Benjamin Steinberg is a professor at City College of New York and the CUNY graduate center. Steinberg is an algebraist interested in a broad range of areas including semigroups, geometric group theory and representation theory. Other research interests include automata theory, finite state Markov chains and algebras associated to etale groupoids. Steinberg is the co-author of a 2009 Springer publication in the SMM series entitled "The q-theory of Finite Semigroups" and author of the (c) 2012 UTX "Representation Theory of Finite Groups". Ben Steinberg is also an active editorial board member of the Semigroup Forum journal.

This first text on the subject provides a comprehensive introduction to the representation theory of finite monoids. Carefully worked examples and exercises provide the bells and whistles for graduate accessibility, bringing a broad range of advanced readers to the forefront of research in the area. Highlights of the text include applications to probability theory, symbolic dynamics, and automata theory. Comfort with module theory, a familiarity with ordinary group representation theory,  and the basics of Wedderburn theory, are prerequisites for advanced graduate level study. Researchers in algebra, algebraic combinatorics, automata theory, and probability theory, will find this text enriching with its thorough presentation of applications of the theory to these fields.  

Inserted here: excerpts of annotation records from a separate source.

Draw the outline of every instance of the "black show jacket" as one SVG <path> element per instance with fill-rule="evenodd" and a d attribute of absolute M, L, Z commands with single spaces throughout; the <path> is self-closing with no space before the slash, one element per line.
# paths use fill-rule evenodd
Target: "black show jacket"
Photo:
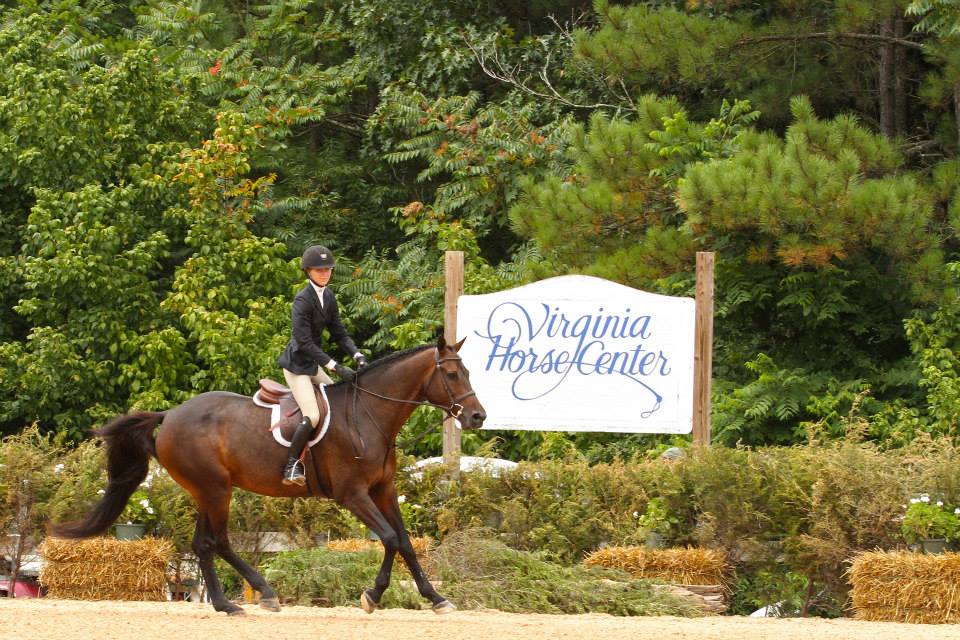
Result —
<path fill-rule="evenodd" d="M 339 345 L 347 355 L 357 352 L 357 346 L 347 335 L 340 320 L 337 299 L 329 287 L 323 288 L 323 306 L 320 298 L 309 282 L 293 299 L 290 313 L 293 335 L 287 348 L 277 359 L 277 364 L 289 371 L 302 375 L 314 375 L 317 367 L 326 365 L 332 358 L 320 348 L 323 330 L 330 332 L 330 339 Z"/>

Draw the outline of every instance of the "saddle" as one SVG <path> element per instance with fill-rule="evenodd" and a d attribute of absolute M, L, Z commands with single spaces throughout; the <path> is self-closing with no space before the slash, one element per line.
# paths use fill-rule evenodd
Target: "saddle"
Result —
<path fill-rule="evenodd" d="M 326 434 L 327 427 L 330 426 L 330 404 L 327 402 L 327 393 L 323 386 L 317 385 L 313 385 L 313 392 L 317 397 L 317 406 L 320 407 L 320 422 L 318 432 L 307 443 L 308 447 L 319 442 Z M 263 378 L 260 380 L 260 388 L 253 394 L 253 402 L 257 406 L 271 410 L 270 430 L 273 432 L 273 438 L 283 446 L 289 447 L 290 438 L 293 437 L 293 432 L 302 419 L 300 407 L 294 400 L 290 388 L 269 378 Z"/>

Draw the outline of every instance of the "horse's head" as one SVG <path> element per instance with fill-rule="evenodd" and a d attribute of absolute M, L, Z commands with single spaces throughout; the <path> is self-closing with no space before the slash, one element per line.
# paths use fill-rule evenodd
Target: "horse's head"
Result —
<path fill-rule="evenodd" d="M 470 386 L 470 372 L 457 354 L 464 340 L 466 338 L 449 345 L 440 336 L 437 341 L 436 369 L 427 384 L 427 400 L 449 407 L 448 413 L 459 420 L 464 429 L 479 429 L 487 419 L 487 412 L 477 400 L 477 394 Z"/>

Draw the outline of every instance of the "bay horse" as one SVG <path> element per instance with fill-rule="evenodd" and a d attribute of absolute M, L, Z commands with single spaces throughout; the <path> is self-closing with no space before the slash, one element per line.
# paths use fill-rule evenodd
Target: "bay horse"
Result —
<path fill-rule="evenodd" d="M 418 406 L 439 407 L 465 429 L 483 425 L 486 412 L 457 354 L 462 344 L 461 340 L 448 345 L 441 337 L 436 345 L 415 347 L 369 364 L 352 383 L 327 388 L 330 426 L 313 450 L 319 493 L 350 510 L 377 534 L 384 548 L 374 587 L 360 597 L 367 613 L 377 608 L 389 586 L 398 552 L 436 613 L 456 609 L 437 593 L 417 561 L 393 479 L 397 434 Z M 214 609 L 228 615 L 243 613 L 223 594 L 214 571 L 216 554 L 260 592 L 260 606 L 279 611 L 276 592 L 234 552 L 227 535 L 233 487 L 275 497 L 310 495 L 309 487 L 282 484 L 288 451 L 270 434 L 269 415 L 250 397 L 209 391 L 167 411 L 137 411 L 114 418 L 95 432 L 107 451 L 108 484 L 103 497 L 83 519 L 54 525 L 52 533 L 86 538 L 106 531 L 143 482 L 154 456 L 197 503 L 192 547 Z"/>

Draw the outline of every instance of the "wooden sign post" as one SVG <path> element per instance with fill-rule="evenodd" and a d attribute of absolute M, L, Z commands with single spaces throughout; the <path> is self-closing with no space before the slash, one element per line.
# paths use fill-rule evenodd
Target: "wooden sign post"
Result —
<path fill-rule="evenodd" d="M 457 301 L 463 294 L 463 251 L 447 251 L 444 255 L 446 292 L 444 293 L 443 337 L 447 344 L 457 342 Z M 443 464 L 447 473 L 460 475 L 460 429 L 453 418 L 443 421 Z"/>
<path fill-rule="evenodd" d="M 713 252 L 697 252 L 696 329 L 693 351 L 693 444 L 710 445 L 713 376 Z"/>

Prior knowledge of semigroup theory is not expected for the diverse readership that may benefit from this exposition. The approach taken in this book is highly module-theoretic and follows the modern flavor of the theory of finite dimensional algebras. The content is divided into 7 parts. Part I consists of 3 preliminary chapters with no prior knowledge beyond group theory assumed. Part II forms the core of the material giving a modern module-theoretic treatment of the Clifford –Munn–Ponizovskii theory of irreducible representations. Part III concerns character theory and the character table of a monoid. Part IV is devoted to the representation theory of inverse monoids and categories and Part V presents the theory of the Rhodes radical with applications to triangularizability. Part VI features 3 chapters devoted to applications to diverse areas of mathematics and forms a high point of the text. The last part, Part VII, is concerned with advanced topics. There are also 3 appendices reviewing finite dimensional algebras, group representation theory, and Möbius inversion.